A la Diana, Francisque Ferret publia dans le Bulletin les notices nécrologiques qu’il rédigea en hommage à ses amis Marguerite Fournier, Jean Bruel, Henri Bedoin et François Giroux. La perte, en 1993, de son cher Jean Bruel l’avait durement atteint : il n’est pour le sentir que de relire l’Eloge qu’il lui a consacré dans notre Bulletin. Il revenait à l’occasion de ces hommages aux doutes métaphysiques qui l’assaillaient et éprouvait la nostalgie d’un monde qui, pensait-il, disparaissait devant lui.

A la dernière assemblée de la Diana, Francisque Ferret remit les insignes de chevalier des Arts et Lettres à Noël Gardon en évoquant la carrière d’historien de notre ancien secrétaire, avec quel talent, quel humour et quelle affection véritable ! Pour lui, et pour nous, c’était encore faire de l’histoire et singulièrement celle de la Diana.
Francisque Ferret avait participé au colloque La Révolution en Forez, organisé par Village de Forez et le Comité du Bicentenaire de la Révolution et accepté que certaines soirées aient lieu à la Diana.
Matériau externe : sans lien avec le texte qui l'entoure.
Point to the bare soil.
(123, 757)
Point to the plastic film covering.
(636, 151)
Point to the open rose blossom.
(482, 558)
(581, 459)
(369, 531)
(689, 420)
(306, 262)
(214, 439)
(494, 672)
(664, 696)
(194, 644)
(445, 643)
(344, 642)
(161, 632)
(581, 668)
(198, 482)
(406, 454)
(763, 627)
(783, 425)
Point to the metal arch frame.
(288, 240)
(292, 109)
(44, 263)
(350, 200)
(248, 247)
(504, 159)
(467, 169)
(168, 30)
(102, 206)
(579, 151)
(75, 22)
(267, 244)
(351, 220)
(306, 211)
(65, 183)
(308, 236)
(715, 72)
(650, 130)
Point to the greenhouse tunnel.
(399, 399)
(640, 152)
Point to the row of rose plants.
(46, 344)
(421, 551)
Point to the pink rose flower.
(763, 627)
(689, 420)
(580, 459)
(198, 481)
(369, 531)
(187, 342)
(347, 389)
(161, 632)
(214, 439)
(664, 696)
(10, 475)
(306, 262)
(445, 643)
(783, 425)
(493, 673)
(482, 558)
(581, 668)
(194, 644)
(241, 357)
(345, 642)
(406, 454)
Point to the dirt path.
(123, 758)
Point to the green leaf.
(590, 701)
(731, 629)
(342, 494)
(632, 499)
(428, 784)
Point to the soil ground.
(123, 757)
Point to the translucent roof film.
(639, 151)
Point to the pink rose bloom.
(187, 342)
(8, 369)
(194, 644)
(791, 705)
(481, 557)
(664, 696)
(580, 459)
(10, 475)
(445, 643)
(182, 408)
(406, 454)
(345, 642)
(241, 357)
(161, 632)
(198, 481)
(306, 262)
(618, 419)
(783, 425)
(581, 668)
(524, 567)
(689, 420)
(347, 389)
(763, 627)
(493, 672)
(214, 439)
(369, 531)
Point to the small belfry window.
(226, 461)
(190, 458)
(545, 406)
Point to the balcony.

Il avait aussi donné une préface au travail de Joseph Barou sur l’église Saint-Pierre et une contribution à notre recueil d’hommages à Marguerite Fournier. Il était un fidèle des Printemps de l’Histoire du Centre social et y représentait la Diana.
Francisque Ferret avait aussi soutenu les Festivals d’histoire, organisés par la Municipalité entre 1986 et 2002 et dont il faut regretter la disparition. Ce fut l’occasion pour lui, assidu aux colloques du Festival, de rencontrer des historiens éminents comme Jacques Le Goff, Marcel Pacaut, Emmanuel Le Roy Ladurie, Michel Pastoureau, Alain Corbin.
Enfin rappelons qu’en 1967, il avait aussi participé à la création du Centre d’Etudes Foréziennes qui associait, à la Faculté des Lettres de Saint-Etienne, les chercheurs de l’Université et des sociétés savantes.


André Jardin et André-Jean Tudesq, La France des notables 1815-1848, Paris, Le Seuil, coll. Nouvelle histoire de la France contemporaine, 1973.